Plusieurs SCI ont connu ces tensions, avec des délais de sortie allongés, des décotes à la revente et parfois de l'inquiétude chez les épargnants qui pensaient disposer d'une épargne mobilisable à tout moment. Le décret entend corriger ce décalage entre la facilité d'arbitrage affichée dans les contrats et la réalité d'un patrimoine immobilier peu mobile. Il ne vise pas à interdire l'immobilier dans l'épargne, mais à mettre en cohérence le discours commercial et la nature des sous-jacents.
Ce que le décret modifie
Le texte impose aux fonds visés d'adopter un cadre réglementaire déjà éprouvé : celui des SCPI, des OPCI, des FCPR pour le capital-investissement, ou des véhicules inspirés du régime européen Eltif dédié à l'investissement de long terme. Chacun de ces régimes encadre ce qu'un fonds peut détenir, la manière dont il gère ses positions et les conditions dans lesquelles un épargnant récupère sa mise, là où la SCI laissait jusqu'ici une grande latitude. Les sociétés de gestion devront aligner leurs engagements de liquidité sur la nature réelle des actifs détenus.
Un véhicule investi dans des immeubles, ou dans d'autres fonds eux-mêmes peu liquides, ne pourra plus être présenté comme aussi mobilisable qu'un placement financier classique. La conséquence est directe pour la distribution : les nouvelles SCI et une partie des fonds alternatifs ne pourront plus être référencés librement comme unités de compte. Les assureurs perdent la possibilité de les ajouter aussi simplement qu'auparavant à leurs contrats, et devront documenter le profil de liquidité de chaque support proposé.
Pour l'épargnant, cela signifie une information plus lisible sur les conditions de rachat, les éventuelles fenêtres de sortie et les frais associés, autant d'éléments qui restaient parfois noyés dans la documentation. Le but affiché est d'éviter qu'un contrat continue de promettre une disponibilité permanente quand le sous-jacent ne peut la garantir en période de marché tendu.
La marche à suivre pour les détenteurs
Les supports déjà souscrits ne disparaissent pas. Ils bénéficient d'une transition jusqu'au 1er janvier 2029, échéance avant laquelle ils devront se transformer en véhicules plus encadrés, comme des SCPI ou des OPCI, ou adopter des règles proches des fonds européens de long terme. Pour un investisseur déjà positionné, aucune urgence à vendre : l'épargne reste investie et continue de produire ses effets.
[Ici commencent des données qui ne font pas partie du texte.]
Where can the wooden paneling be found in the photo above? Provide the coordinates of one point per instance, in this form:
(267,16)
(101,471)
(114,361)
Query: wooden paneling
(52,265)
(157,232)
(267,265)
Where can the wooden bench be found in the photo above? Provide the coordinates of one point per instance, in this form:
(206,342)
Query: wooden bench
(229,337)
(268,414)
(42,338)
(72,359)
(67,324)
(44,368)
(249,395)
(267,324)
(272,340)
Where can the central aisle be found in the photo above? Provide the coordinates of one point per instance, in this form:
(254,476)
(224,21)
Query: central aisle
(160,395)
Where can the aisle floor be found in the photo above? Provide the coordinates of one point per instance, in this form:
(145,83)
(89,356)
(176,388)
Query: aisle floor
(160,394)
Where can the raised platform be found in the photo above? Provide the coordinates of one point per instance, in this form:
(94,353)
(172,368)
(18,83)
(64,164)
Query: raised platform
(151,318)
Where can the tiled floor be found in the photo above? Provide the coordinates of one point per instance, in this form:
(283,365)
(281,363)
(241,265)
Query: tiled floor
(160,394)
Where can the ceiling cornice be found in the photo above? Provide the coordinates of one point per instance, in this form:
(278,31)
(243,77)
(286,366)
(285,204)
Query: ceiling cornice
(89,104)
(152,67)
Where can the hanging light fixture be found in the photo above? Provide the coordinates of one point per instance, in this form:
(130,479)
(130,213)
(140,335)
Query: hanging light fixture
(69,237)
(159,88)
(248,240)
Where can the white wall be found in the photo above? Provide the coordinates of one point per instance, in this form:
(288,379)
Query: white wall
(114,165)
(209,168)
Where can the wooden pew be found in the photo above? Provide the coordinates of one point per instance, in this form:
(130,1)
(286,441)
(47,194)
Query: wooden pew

La vigilance porte sur les communications de l'assureur et de la société de gestion, qui préciseront si le fonds se transforme, ajuste ses règles de rachat ou poursuit sa mise en conformité.
Passé 2029, un fonds non conforme pourra subsister, mais sans versement nouveau ni arbitrage entrant, ce qui le condamne à terme à l'extinction. Mieux vaut donc suivre le calendrier annoncé par chaque gérant plutôt que d'attendre l'échéance pour s'interroger. Pour une stratégie patrimoniale, la question n'est pas de fuir l'immobilier non coté, mais d'en mesurer le degré de liquidité réel.
Une SCI, une SCPI et un OPCI n'offrent pas les mêmes conditions de sortie, et la poche immobilière d'un contrat doit correspondre à un horizon long, compatible avec des délais qui s'étirent en phase de marché tendu. Le bon réflexe consiste à vérifier la part de cette classe d'actifs dans l'allocation globale, à confronter le rendement affiché aux frais réels et à ne pas confondre la liquidité du contrat d'assurance-vie, qui demeure, avec celle du support sous-jacent, qui peut faire défaut au plus mauvais moment. Une relecture de la clause d'unités de compte avec son conseiller permet de situer ce risque avant qu'il ne se matérialise, et d'ajuster la répartition si la poche immobilière pèse plus que ne le suppose le profil de l'épargnant.